MicroRNA in the ovary and female reproductive tract

Affiliations
Review

MicroRNA in the ovary and female reproductive tract

M Z Carletti et al. J Anim Sci. 2009 Apr.

Abstract

Posttranscriptional gene regulation plays a vital role in male and female germ cell function, but our understanding of this regulatory process in somatic cells and its effect on reproductive tissue development and function is not understood.
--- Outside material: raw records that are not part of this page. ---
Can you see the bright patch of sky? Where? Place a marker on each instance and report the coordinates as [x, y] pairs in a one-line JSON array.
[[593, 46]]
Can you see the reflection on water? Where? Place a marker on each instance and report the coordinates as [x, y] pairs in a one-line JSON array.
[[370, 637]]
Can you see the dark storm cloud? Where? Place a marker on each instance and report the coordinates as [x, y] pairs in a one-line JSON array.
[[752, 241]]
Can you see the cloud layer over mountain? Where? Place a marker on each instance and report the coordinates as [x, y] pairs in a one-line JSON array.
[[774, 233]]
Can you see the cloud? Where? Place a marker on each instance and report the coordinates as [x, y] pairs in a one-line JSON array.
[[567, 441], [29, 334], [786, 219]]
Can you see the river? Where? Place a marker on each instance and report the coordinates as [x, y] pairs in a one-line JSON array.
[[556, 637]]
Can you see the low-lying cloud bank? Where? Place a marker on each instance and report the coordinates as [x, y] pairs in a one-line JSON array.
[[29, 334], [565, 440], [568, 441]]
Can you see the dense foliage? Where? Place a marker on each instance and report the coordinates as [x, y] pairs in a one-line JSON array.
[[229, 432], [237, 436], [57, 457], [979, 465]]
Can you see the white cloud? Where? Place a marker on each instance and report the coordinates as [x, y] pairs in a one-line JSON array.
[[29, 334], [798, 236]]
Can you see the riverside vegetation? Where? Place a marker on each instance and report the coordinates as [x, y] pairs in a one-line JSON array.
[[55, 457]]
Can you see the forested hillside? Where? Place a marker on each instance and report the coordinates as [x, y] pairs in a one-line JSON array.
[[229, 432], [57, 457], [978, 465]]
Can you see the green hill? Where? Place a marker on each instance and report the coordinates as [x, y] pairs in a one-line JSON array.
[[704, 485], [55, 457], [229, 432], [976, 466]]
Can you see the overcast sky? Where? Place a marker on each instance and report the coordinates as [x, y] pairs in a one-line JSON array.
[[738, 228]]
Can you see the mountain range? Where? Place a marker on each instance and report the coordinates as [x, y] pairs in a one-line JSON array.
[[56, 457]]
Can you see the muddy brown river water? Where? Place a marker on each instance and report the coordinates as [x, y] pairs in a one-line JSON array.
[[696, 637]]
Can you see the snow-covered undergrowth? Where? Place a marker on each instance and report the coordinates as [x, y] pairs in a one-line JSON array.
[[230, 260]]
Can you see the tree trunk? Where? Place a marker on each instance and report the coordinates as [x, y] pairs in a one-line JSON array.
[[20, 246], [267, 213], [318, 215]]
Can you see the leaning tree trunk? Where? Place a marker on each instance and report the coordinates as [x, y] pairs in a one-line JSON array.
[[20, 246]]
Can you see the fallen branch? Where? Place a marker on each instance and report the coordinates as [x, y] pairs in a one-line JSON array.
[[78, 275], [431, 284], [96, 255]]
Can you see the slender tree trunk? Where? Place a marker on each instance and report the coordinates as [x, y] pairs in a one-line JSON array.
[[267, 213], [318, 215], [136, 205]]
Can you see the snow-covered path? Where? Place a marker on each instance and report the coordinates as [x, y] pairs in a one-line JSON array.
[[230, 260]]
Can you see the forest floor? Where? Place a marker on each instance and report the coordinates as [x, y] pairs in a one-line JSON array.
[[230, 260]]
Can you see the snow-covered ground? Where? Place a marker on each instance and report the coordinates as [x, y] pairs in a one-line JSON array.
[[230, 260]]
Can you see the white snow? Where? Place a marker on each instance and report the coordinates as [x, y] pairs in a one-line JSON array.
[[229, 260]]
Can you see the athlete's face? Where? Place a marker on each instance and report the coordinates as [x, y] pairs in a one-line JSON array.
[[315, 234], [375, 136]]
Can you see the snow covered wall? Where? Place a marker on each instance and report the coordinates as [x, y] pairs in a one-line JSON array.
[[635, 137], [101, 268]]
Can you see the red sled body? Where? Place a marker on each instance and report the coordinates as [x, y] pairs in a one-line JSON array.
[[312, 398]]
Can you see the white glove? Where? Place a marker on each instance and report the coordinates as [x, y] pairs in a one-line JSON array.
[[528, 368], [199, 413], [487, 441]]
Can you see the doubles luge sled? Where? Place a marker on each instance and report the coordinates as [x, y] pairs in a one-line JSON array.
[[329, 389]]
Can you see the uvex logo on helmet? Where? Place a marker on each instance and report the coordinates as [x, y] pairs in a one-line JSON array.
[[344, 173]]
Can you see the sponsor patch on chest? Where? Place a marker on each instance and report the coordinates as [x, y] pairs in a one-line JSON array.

In mammalian cells, microRNA (miRNA) are key posttranscriptional regulators and function by modulating translation or degradation of their target mRNA. Mature miRNA are synthesized through a multi-step process that concludes with the cleavage of stem-loop pre-miRNA by the RNase III enzyme, Dicer1. To determine the extent of miRNA regulation and establish a baseline, miRNA profiling has indicated the presence of large numbers of miRNA within reproductive tissues and cells. Moreover, several studies have indicated that miRNA expression in reproductive tissues varies in response to pituitary and gonadal hormones. To understand the role that miRNA-mediated posttranscriptional gene regulation plays in female reproduction, a global Dicer1 hypomorph mouse and several tissue-specific Dicer1 knockout mice have been studied. Interestingly, when Dicer1 expression is decreased in reproductive tissues or cells, the females are infertile. This review discusses all the work regarding miRNA regulation within the mammalian female reproductive system published to date.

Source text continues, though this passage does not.